Lord Curzon, a British Viceroy, once exclaimed that Allepey was the ‘Venice of the East’. Situated in an extremely picturesque region composed of canals, lagoons and backwaters a few miles north of Cochin, Alleppey is a small town that is perhaps one of the earliest towns in Kerala to adopt a plan in its development –quaint streets that cross with geometrical symmetry and lined with cafes and shops, an ancient light house(the first on the Laccadive coast), bustling market places and ancient churches, mosques and temples and laid back people.
The sea off the coast of Alleppey is renowned for its abundance of prawns, lobsters, turtles and varieties of fish. The wetlands that surround Alleppey are a delightful haven to staggering numbers of migratory common teal, duck and cormorants that flock here seasonally.
Visitors to Alleppey will marvel at the annual snake boat races held at numerous venues in the region where hundreds of oars flash in and out of the water in perfect unison to the accompaniment of songs that impel gloriously decorated boats towards the finishing line. Another annual event of interest to travelers is the ‘chakara’ – seasonal maturing and arrival of vast quantities of fishes and prawns off the coast in search of accumulated masses of plankton. The catch at this time is brought to shore and sold. It is also a time of much rejoicing and celebration among fishermen and their families.
AMBALAPUZHA SRI KRISHNA TEMPLE
Most definitely worth a visit – for the devout and for those interested in history and culture. This temple is believed to have been built during the 15th-17th century AD. The idol worshipped in the temple – the Hindu god Krishna – is seen holding a whip in its right hand and a conch in its left.

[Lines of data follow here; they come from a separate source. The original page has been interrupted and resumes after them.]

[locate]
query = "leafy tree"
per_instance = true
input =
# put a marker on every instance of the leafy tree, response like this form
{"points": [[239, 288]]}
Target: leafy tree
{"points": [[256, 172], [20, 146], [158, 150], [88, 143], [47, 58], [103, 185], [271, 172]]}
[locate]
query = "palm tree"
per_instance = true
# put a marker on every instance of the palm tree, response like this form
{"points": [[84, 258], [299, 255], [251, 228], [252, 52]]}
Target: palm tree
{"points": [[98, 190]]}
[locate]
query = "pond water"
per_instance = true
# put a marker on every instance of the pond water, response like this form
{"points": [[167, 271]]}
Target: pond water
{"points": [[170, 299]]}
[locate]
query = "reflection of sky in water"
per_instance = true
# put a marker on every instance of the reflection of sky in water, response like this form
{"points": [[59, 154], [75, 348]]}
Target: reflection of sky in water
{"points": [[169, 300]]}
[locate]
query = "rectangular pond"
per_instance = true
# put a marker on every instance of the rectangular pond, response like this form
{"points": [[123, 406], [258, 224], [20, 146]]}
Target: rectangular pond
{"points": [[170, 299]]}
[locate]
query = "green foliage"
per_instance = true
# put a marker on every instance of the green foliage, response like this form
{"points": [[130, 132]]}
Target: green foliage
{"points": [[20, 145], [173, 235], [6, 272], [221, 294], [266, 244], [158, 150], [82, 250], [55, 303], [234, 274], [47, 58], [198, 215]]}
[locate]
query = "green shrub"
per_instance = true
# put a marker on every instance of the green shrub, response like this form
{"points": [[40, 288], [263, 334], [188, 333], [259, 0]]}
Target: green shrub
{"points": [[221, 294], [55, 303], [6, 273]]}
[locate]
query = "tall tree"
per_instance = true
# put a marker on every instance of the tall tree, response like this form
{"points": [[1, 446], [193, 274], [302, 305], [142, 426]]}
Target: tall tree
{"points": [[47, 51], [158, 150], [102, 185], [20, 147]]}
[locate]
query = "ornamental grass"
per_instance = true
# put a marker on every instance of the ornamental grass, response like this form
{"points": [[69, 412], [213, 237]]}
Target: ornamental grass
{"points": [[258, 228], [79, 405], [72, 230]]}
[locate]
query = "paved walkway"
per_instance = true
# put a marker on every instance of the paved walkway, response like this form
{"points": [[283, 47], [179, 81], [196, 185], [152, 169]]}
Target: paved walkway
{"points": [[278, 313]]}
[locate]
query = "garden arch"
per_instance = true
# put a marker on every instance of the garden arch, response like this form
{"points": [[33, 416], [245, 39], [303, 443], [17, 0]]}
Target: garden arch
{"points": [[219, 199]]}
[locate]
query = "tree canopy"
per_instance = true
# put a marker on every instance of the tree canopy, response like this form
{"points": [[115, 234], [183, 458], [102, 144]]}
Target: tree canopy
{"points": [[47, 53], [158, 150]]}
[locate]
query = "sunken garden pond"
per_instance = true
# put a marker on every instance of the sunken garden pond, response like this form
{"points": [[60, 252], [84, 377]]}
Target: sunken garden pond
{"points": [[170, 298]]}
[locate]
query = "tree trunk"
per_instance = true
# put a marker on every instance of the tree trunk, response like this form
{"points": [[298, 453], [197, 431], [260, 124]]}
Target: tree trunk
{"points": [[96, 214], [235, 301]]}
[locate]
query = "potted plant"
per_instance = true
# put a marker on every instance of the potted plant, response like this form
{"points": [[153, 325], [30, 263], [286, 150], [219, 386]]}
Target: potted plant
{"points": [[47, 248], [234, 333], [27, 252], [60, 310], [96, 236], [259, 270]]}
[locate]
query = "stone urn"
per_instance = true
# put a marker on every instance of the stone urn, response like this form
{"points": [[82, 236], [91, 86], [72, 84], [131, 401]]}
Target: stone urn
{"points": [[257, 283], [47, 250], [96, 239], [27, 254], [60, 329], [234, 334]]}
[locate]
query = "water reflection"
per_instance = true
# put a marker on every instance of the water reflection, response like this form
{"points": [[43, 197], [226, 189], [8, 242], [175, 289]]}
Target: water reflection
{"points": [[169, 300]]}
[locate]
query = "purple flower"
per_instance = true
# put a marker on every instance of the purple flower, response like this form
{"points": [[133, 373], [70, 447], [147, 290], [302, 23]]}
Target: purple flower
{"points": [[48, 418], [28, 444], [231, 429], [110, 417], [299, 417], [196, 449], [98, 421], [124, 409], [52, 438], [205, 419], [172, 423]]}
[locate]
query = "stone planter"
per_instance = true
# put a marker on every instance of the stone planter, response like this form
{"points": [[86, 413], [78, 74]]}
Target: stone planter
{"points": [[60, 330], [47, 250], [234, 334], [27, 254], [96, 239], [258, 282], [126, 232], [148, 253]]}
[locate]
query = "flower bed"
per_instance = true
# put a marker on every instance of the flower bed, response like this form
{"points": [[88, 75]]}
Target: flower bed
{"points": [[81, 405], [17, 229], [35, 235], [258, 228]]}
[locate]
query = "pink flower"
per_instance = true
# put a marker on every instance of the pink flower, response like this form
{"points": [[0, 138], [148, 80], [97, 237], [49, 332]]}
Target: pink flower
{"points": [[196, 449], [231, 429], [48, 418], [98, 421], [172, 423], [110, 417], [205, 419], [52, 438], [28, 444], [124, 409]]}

An annual temple festival is the highlight of the calendar of events at the temple which commemorates a time in the past when ruler of the area decided that the temple needed a Krishna idol and it was installed here.
The Ambalapuzha temple is also renowned for its ‘pal – payasam’ a sweet pudding made from rice and milk, offered to the deity in the temple and then served to devotees and visitors.
Champakulam is resplendent with pristine backwater canals, lush expanses of paddies and coconut groves. Houseboats are the best modes of transportation though the backwaters and lakes in the area providing an intimate view of the people who live on the shores and their culture.
The St.Mary’s Forane Church in Champakulam, a fourth century church and one of the oldest churches in India, stands as an eloquent witness to the history of the area. An annual event here – the Champakulam Moolam Boat Race, quite possibly the oldest and one of the most popular snake boat races is well worth attending. The race is a rousing sight, wherein dozens of boats each more than a hundred feet in lengths slicing through the water, propelled by a hundred rowers, their oars synchronized oars songs that urge them on. The upraised and pointed prows of the boats resemble the heads of snakes poised to strike, the reason that these boats are called snake boats. The characteristically shaped boats owe their history to the war boats of the Chembakasherry rulers of the area.
The Alleppey Beach is a popular picnic spot and locals and visitors throng here in the evenings to view rather spectacular sunsets. Vendors sell cotton candy, drinks, ice cream. Alleppey was once a busy port on the Kerala coast and today the ruins of a pier, more than a hundred years old ( that British administrators built to transport goods from and to berthed ships)extends into the sea and is visible from the beach. The Alleppey lighthouse nearby offers spectacular sweeping views and is worth a visit.
Situated very near Alappuzha, life at the idyllic fishing village of Marari still goes on as it has since time immemorial. At the break of dawn fishermen set out to sea to bring in the day’s catch. Guests will soak in the seemingly endless stretches of fine sand on the beach fringed by swaying palms and rippling green fields. Marari is also an idea base from which to explore Kerala’s magnificent backwaters.
The Vembanad lake, Kerala’s longest freshwater lake in Kumarakom is a gateway to the fabled backwaters of Alleppey and a popular destination on the state’s tourist map. The lake teems with bunerous species of marine and freshwater fish, notably, shrimp and ‘karimeen’ (Pearl Spot) and many of the shacks that dot the shores of the lake and canals – shops that serve fresh toddy are also a gourmand’s delight. Remember, no visit to Kumarakom is complete without exploring the fabulous bird sanctuary.
KUMARAKOM BIRD SANCTUARY
Spread along the southern bank of the Kavanar River, the 14 sq.km. bird sanctuary is the favored by numerous flocks of migratory birds besides serving as the residence of indigenous species as well. Once a rubber plantation know as Baker’s Estate, Baker, its former owner developed it into a haven for waterfowl, cuckoos, owls, egrets, herons, cormorants, moorhens, darters, Brahmani kites and ducks. In the season come migratory Siberian cranes, parrots, teals, larks, flycatchers and others.
At dawn, these birds rise out of their forest homes and wing out over the lake. An early morning trek well before sunrise is an ideal time to bird watch.